# where to get the right cdi for v2



## cattracks87

i want to buy the dynatek cdi but i have heard you have to buy a specific one there are two one is a 101193 thats the bad one and the one you want is a 101305 but every where i look the never list the numbers and emailing the seller never gets me any where .btw this is for an 06 ac v2


----------



## Brute650i

That's a new one for me. Maybe someone else will know. I thought the V2 used same one as brute?


----------



## cattracks87

Brute650i said:


> That's a new one for me. Maybe someone else will know.
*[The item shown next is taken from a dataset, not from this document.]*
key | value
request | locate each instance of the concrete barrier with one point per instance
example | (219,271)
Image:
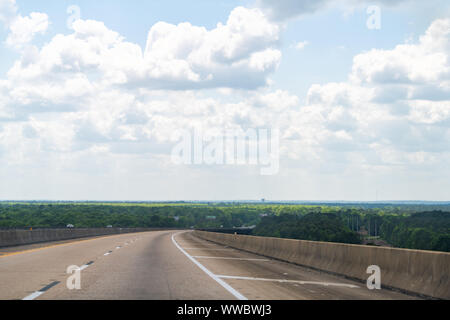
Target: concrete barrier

I thought the V2 used same one as brute?


 
iam not sure if it is or not i no the brute and cats have diff gears and carbs so iam not sure if they would but i have heard i think i even read where people had problems with them cutting out and stalling with the bad one and if you get it dynatek will exchange it for free


----------



## JFred

The older style is no longer made. I purchased a new Dynatek from an Ebay vender and have had no problems whatsoever. Even if you do get the older style, it's hit or miss as to whether is is disfunctional or not. If so, just send it back, no questions asked.

The Brute 650 and Cat 650 are very similar, but interchanging the CDI boxes will not net any performance gains. The Cats are heavier and geared higher, so the tuning is different for OEM and aftermarket CDI's. The biggest plus is that the Dynatek gives you low end, mid and top end gains as opposed to the bottom end gains of the Moose or Highlifter modules.

But I must say the Dynatek CDI box is a must. AC really tuned the V2's down from the factory. I've never put in a CDI box and immediately noticed the power gain until I dropped one in my V2. It is almost a night and day difference. The claim is 8-10 HP gain... I doubt it's that much but I would believe a 5 hp boost (from about 41 to 46 or so). It is the best bang for your buck mod for the V2's... next I suggest snorkeling it with 2 inch PVC and going up a notch on the jets. And you can always go with a secondary gear reduction from the Teryx... that is if you want more low end as opposed to top end.


----------



## skeeter_nash84

Would a dynatek CDI help with air/gas mixture after snorkeling and exhaust mod or do you think I need to rejet for that to help out.


----------